まさに狂人じみた気味の悪い語り口でぶつぶつと続ける。
その顔は皺でつぶれ、わなわなと震え、目はどこか恐怖のような感情に塗り潰されている。
「なんだ、いるじゃないか。てっきり全員逃げ出したものだと思っていたよ」
「…………逃げる? 貴様なんぞから?」
その恐怖はデールに向けられたものではないらしい。
では、どこに?
一瞬浮かび上がった疑問は轟音にかき消される。
デールと老人のちょうど中間地点の壁が唐突にはじけ飛んだ。
そこは確か、ホールのような部屋だったはず。似たような作りの下の階層と照らし合わせ、そして壁に設けられた扉の間隔からそれはおよそ確かなことだろう。
続けざまに、一帯の粗末なドアが破壊される。どれもこれも内側から突き破られる形だ。
現れるのは、醜い手足。
滑る巨体。
流動性のある、変幻自在のひとがたをしただけの巨人。
蠢き、のたうち、じゅくりじゅくりとそれは膨れあがり呻きを上げる。
「てけり・り」
てけり・り、てけり・り、てけり・り――
太古の言葉が蘇り、意味を持たないはずのそれらがデールをまるで嘲笑うかのように投げかけられる。
「また、そいつらか」
それを、デールは冷めた目で見ていた。
囲まれた。
だが、均一とは言えず、層の密度には差がある。一番多いのはやはりデールの数メートル先にあったホール状の部屋付近。左右と背後にはやや余裕がある。
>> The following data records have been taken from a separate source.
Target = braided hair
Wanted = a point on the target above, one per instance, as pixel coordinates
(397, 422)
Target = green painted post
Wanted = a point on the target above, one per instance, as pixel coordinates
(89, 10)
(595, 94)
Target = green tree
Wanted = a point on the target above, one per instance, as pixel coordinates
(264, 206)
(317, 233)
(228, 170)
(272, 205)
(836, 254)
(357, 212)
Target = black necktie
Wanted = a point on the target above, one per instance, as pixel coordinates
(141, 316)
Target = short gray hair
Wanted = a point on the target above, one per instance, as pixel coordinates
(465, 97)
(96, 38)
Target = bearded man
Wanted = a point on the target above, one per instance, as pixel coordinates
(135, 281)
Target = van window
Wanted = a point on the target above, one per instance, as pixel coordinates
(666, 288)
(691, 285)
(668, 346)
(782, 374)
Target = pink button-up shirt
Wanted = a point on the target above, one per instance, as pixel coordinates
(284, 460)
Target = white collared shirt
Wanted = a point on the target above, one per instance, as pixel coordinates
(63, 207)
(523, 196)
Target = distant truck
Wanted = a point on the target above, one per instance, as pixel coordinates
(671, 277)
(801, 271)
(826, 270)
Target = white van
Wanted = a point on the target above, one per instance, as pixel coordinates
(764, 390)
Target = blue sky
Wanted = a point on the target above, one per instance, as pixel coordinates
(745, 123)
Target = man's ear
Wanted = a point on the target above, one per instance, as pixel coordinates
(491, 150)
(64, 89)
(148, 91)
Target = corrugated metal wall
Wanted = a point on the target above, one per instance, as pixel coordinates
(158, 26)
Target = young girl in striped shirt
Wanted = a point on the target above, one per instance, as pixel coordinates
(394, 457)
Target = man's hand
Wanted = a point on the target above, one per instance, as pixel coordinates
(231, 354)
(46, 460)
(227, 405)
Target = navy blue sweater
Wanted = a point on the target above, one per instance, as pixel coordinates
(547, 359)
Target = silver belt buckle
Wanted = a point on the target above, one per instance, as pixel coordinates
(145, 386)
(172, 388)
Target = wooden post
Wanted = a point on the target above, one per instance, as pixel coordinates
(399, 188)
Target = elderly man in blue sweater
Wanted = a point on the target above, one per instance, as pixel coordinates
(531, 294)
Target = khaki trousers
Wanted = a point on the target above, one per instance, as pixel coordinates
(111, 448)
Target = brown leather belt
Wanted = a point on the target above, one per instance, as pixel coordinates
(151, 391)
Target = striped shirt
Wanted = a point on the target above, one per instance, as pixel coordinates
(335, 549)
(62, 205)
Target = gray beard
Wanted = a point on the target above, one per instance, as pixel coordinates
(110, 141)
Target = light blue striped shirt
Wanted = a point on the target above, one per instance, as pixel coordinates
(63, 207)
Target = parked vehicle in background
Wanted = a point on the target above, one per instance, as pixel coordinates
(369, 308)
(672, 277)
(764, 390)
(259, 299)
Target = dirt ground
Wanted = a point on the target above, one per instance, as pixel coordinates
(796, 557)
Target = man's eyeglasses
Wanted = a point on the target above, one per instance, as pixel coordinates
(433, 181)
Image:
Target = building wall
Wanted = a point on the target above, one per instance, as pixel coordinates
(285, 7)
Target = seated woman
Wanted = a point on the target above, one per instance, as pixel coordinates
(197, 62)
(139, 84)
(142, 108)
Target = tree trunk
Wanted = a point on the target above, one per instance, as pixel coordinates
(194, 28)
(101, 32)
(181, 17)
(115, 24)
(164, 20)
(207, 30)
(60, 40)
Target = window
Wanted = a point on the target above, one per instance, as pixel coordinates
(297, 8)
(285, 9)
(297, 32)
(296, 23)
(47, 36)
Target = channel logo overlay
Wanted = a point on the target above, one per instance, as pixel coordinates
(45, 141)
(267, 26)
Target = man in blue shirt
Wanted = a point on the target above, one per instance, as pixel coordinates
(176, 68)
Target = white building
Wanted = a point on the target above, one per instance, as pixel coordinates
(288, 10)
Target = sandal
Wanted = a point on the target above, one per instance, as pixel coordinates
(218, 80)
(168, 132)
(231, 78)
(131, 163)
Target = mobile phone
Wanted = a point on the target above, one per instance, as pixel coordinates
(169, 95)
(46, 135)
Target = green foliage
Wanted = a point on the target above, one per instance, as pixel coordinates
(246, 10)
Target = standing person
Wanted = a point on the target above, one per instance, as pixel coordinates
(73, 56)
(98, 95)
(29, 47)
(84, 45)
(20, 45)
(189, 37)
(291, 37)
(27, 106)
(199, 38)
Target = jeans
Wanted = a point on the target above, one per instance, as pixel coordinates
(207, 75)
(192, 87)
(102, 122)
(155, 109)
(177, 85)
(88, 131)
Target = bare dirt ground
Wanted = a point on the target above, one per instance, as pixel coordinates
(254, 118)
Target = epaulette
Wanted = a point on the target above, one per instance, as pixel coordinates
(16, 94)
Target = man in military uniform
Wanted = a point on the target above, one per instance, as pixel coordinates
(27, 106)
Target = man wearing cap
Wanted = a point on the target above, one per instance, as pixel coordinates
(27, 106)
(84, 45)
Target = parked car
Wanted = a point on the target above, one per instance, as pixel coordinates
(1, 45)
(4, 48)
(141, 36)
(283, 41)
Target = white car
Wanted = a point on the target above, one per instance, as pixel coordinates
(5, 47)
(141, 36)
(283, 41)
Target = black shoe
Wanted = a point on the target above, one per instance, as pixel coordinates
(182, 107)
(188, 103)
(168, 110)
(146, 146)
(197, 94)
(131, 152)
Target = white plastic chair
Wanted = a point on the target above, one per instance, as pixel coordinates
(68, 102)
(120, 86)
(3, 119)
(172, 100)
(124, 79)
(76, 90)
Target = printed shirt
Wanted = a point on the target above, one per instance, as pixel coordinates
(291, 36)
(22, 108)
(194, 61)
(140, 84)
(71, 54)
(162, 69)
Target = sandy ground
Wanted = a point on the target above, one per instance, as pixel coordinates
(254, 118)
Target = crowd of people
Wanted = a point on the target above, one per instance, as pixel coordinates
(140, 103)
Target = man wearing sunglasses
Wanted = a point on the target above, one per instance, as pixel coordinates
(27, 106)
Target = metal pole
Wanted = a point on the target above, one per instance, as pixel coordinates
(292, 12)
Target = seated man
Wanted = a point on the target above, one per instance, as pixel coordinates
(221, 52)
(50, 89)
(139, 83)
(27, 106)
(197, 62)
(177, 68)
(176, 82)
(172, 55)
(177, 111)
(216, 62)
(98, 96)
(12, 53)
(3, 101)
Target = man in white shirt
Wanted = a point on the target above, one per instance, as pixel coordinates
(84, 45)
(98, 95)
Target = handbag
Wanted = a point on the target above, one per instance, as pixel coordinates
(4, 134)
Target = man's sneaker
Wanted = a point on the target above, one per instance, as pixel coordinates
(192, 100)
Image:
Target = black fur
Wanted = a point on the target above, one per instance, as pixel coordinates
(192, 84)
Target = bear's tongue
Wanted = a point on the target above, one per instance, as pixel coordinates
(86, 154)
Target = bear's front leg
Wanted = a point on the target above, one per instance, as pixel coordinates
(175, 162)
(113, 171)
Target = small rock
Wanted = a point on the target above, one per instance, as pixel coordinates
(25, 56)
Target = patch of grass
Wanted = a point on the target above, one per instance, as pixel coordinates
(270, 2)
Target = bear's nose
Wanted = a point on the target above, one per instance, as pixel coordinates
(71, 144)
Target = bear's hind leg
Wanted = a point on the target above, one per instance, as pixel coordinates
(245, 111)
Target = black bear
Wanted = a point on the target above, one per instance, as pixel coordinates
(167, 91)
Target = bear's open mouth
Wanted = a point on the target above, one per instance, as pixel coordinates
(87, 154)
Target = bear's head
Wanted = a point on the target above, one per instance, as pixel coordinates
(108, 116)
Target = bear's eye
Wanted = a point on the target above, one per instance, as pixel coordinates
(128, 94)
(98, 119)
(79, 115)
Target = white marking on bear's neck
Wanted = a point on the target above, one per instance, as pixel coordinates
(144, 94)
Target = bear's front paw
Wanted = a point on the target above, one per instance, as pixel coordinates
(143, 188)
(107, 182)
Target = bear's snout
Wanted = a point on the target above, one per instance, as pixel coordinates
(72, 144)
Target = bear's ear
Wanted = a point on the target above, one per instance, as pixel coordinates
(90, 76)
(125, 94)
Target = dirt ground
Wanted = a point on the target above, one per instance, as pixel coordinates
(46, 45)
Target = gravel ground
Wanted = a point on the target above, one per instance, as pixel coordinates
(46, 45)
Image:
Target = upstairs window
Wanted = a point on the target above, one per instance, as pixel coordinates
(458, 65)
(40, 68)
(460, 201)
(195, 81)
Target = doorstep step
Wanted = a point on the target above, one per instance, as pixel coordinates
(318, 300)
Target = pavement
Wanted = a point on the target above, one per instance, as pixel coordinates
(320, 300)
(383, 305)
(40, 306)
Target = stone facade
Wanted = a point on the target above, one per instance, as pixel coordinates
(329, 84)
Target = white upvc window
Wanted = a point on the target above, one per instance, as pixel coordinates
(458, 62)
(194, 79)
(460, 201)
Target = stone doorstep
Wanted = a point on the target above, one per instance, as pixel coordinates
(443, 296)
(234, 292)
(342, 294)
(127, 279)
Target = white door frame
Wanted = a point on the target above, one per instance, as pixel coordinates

「神の御使いから賜った御業の一つだ。貴様程度を葬るには造作もない。そうだ……捻り潰した後は貴様も同朋に加えてやろう。原初に還してやろう……喜べっ! 我らが神のもとへと還る第一歩だ!!」
目の前に佇む木偶と大差ない、白痴に汚された瞳がくわと見開かれる。
己の勝利を疑わない。
疑うことすら許されていない、そんな哀れな姿がデールの眼には映っていた。